Un vent de panique a soufflé sur les fronts suants de peur des technocrates français. Le sondage Ifop sur la perception de la laïcité auprès des jeunes, qui avait montré une forte empathie des lycéens pour les femmes portant le voile, a visiblement laissé des traces béantes. Un désastre pour l’establishment français. Quand on songe à tous les moyens financiers, psychologiques, médiatiques, législatifs et politiques mobilisés depuis plus de trente ans pour éduquer le peuple à la haine du religieux, à la détestation de l’islam, à la hantise du voile et de la visibilité religieuse, toutes manifestations contraires au dogme laïque français, on peut comprendre le désarroi qui a saisi à crocs fermes la gorge des énarques, décideurs politiques, députés, ministres et derrière eux, l’ensemble des réseaux de pouvoirs installés au cœur de la République française.
Oui, les choses se sont bien décantées et la guerre politique ouverte à l’islam ces trois dernières décennies atteint aujourd’hui un niveau d’intensification et de libération de la parole qui ont au moins permis de clarifier les termes du conflit, les acteurs en présence, et les enjeux pour la France.
Nous parlons de guerre des religions car il ne fait plus aucun doute pour personne que la laïcité française est aujourd’hui une religion séculière, aussi curieuse soit cette expression.
De la religion laïque
A ce propos, beaucoup choses ont été dites par les spécialistes du fait religieux.
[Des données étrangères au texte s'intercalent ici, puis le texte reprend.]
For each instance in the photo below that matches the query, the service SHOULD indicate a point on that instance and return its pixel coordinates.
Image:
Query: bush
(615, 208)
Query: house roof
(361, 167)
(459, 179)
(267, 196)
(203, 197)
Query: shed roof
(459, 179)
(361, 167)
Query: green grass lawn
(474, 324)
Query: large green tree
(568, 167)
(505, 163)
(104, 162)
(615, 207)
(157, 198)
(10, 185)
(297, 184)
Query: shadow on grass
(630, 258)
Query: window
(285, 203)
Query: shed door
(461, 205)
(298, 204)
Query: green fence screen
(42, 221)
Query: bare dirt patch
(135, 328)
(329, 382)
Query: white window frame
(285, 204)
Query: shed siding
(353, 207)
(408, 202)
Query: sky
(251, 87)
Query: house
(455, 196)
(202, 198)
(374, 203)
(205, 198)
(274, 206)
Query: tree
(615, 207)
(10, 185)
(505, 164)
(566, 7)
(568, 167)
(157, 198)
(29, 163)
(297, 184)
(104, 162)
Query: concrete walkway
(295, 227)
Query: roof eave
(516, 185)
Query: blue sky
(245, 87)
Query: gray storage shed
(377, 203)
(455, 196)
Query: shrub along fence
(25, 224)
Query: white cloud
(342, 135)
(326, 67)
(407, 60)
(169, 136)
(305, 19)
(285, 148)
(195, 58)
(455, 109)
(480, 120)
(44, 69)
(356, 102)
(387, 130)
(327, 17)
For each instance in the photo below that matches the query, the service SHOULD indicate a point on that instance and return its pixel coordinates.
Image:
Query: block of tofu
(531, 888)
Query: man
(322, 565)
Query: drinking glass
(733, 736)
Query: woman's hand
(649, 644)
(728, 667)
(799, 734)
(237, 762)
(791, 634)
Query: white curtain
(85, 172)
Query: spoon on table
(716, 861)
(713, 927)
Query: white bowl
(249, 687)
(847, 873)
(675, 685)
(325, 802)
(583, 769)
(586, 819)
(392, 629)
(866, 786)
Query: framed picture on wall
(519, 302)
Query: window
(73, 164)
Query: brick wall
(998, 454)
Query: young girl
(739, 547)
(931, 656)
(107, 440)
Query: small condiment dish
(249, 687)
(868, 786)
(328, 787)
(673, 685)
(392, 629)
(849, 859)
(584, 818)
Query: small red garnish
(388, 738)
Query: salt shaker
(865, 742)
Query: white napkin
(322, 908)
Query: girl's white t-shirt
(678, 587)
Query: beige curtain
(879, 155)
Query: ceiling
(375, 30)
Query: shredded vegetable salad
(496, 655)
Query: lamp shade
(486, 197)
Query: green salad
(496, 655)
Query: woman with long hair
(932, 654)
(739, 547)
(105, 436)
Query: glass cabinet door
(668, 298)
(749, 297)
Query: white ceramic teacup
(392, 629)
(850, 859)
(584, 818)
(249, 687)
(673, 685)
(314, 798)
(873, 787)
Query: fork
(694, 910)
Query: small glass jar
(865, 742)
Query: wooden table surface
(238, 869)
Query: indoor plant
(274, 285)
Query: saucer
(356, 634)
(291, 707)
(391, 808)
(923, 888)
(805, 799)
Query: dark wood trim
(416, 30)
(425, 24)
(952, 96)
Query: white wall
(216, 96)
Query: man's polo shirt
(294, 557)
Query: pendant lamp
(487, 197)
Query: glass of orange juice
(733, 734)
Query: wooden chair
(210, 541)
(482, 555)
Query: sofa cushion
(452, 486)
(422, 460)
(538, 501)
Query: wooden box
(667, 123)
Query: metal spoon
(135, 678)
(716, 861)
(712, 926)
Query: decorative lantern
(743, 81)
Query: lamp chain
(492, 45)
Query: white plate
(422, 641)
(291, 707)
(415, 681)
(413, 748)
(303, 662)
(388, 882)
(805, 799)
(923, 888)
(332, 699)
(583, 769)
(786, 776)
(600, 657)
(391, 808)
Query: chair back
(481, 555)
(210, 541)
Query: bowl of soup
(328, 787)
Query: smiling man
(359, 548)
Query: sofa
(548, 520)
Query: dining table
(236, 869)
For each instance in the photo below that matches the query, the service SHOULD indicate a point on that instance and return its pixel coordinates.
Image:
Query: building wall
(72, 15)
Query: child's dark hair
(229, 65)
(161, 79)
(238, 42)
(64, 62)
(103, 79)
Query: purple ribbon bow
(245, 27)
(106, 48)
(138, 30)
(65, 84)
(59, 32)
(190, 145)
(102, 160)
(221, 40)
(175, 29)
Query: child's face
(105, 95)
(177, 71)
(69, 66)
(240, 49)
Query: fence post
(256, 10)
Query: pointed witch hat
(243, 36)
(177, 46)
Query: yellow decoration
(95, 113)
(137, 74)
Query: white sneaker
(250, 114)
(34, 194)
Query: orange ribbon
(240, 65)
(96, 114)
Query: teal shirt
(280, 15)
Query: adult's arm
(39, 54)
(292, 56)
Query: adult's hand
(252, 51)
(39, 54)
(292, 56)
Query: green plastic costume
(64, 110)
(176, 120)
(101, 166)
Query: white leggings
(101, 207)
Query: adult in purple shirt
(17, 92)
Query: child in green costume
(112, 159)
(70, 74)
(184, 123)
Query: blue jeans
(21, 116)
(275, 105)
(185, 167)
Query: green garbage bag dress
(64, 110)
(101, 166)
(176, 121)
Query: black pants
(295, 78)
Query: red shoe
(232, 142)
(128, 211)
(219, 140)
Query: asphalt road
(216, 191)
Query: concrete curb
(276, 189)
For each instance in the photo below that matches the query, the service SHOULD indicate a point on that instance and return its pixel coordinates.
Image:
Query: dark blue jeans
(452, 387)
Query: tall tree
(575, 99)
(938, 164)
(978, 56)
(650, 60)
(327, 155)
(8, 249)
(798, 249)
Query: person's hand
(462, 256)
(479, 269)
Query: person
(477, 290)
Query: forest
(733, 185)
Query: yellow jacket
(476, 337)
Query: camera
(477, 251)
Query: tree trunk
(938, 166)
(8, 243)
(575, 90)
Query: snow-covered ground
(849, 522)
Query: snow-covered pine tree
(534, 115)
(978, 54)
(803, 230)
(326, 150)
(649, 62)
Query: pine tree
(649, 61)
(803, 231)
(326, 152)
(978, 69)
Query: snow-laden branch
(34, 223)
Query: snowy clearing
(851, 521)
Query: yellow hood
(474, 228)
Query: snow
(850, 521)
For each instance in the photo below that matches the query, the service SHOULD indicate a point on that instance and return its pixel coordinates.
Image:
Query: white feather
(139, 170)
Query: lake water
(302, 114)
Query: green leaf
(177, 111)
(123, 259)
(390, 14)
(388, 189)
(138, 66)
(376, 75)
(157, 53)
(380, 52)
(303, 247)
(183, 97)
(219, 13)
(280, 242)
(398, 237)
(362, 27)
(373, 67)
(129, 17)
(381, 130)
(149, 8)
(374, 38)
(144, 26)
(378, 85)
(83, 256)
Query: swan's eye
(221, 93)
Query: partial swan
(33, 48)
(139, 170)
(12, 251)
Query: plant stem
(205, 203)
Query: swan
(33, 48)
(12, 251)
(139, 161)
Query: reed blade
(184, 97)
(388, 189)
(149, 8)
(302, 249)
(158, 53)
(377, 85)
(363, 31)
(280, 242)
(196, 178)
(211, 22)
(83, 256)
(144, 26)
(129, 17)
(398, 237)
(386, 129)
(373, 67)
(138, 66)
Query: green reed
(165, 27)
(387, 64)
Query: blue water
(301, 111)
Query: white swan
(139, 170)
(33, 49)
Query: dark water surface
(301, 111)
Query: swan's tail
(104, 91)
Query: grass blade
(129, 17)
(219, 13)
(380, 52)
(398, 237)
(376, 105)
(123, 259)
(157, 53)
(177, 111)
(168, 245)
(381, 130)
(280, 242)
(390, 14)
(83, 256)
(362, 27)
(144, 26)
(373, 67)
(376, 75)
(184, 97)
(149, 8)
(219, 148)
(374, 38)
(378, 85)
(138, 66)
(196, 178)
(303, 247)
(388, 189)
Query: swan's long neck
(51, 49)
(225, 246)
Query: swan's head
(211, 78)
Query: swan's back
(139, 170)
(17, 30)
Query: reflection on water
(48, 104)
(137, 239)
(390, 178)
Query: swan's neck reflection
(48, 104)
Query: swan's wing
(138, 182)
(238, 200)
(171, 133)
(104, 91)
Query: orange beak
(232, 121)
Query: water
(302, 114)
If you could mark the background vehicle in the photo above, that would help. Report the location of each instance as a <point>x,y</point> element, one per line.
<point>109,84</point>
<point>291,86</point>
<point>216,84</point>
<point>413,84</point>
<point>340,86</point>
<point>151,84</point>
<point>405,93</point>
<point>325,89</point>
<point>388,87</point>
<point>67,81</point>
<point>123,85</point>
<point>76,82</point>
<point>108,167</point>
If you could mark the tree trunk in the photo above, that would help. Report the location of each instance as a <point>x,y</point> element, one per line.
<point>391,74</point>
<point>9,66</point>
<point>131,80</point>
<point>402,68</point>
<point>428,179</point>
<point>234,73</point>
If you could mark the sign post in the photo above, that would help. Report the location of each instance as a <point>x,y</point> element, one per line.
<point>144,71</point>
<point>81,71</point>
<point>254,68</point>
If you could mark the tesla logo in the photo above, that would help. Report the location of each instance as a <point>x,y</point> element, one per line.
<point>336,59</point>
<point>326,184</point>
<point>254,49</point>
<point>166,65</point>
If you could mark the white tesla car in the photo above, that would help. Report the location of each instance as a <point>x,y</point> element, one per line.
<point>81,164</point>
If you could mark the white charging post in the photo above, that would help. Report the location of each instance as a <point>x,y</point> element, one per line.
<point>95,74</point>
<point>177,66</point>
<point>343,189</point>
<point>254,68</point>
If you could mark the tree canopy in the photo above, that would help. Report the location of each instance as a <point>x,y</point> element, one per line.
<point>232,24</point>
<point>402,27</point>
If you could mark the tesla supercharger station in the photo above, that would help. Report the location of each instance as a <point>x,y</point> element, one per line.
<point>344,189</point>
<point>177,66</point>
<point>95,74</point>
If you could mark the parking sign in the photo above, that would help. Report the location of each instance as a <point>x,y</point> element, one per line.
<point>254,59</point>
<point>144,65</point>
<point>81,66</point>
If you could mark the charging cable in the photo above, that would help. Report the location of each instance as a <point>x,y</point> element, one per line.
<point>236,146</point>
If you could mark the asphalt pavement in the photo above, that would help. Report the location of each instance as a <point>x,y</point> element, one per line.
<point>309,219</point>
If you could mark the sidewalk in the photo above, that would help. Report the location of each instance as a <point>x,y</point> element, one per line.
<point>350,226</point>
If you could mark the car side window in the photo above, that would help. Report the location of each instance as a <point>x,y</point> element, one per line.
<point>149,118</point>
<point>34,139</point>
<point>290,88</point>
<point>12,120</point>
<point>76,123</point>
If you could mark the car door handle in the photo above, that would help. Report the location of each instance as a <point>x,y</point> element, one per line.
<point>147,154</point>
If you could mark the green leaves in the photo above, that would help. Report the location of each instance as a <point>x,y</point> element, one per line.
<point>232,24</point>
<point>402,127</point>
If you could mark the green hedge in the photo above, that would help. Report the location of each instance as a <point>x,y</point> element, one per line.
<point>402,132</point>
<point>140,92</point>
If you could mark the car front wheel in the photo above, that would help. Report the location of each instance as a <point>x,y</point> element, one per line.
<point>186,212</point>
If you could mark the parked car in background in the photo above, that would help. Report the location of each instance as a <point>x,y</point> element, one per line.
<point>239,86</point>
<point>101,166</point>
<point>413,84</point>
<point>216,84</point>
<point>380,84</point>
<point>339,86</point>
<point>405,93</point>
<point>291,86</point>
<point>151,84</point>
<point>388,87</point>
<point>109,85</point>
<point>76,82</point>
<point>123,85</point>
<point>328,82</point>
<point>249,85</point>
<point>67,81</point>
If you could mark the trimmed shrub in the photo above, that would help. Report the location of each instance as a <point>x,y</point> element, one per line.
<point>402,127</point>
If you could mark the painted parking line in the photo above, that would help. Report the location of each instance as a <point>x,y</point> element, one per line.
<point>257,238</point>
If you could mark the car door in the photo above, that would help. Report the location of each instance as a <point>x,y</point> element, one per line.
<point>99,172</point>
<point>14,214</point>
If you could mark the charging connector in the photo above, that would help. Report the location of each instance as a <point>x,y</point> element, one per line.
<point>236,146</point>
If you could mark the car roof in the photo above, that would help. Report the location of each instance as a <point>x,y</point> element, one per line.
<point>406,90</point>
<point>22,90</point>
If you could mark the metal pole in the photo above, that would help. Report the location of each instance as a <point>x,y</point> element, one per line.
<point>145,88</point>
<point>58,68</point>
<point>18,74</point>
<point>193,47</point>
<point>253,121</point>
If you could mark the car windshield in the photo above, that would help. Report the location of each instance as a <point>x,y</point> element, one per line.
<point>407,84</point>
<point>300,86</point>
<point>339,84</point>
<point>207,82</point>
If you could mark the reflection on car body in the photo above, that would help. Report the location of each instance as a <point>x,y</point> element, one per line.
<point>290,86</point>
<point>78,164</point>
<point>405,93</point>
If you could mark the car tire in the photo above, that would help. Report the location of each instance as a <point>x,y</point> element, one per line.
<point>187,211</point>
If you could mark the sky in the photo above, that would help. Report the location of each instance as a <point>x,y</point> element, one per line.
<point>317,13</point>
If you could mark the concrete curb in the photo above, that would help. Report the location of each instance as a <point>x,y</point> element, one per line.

Nous citerons en guise d’illustration ce constat extrait d’une présentation de la nouvelle laïcité par le chercheur et universitaire Farhad Khosrokhavar, sur Médiapart 1.
« Commençons par cette mutation de la laïcité qui était à l’origine principe de gestion de l’Etat et instauration d’une vision de société basée sur l’acceptation des religions mais aussi de l’athéisme dans le strict respect des uns et des autres. La nouvelle laïcité n’est plus ni l’un ni l’autre : il est beaucoup plus que principe de neutralité de l’Etat, elle implique la neutralité religieuse de la société : par exemple, ce ne sont pas les enseignants seuls, fonctionnaires de l’Etat qui doivent respecter la consigne d’absence d’insignes religieux, mais aussi les élèves dans l’école publique ; ou encore, les femmes qui travaillent au sein d’une association liée à l’école publique doivent se conformer à l’absence de voile (il s’agit, on le sait bien, principalement de l’islam) ; ou encore, d’éminents représentants de l’Etat (ministres, hauts fonctionnaires…) délégitiment le voile publiquement. Il s’agit bel et bien de la mise en place progressive de consignes « sacrés » pour contrecarrer une autre religion, principalement l’islam.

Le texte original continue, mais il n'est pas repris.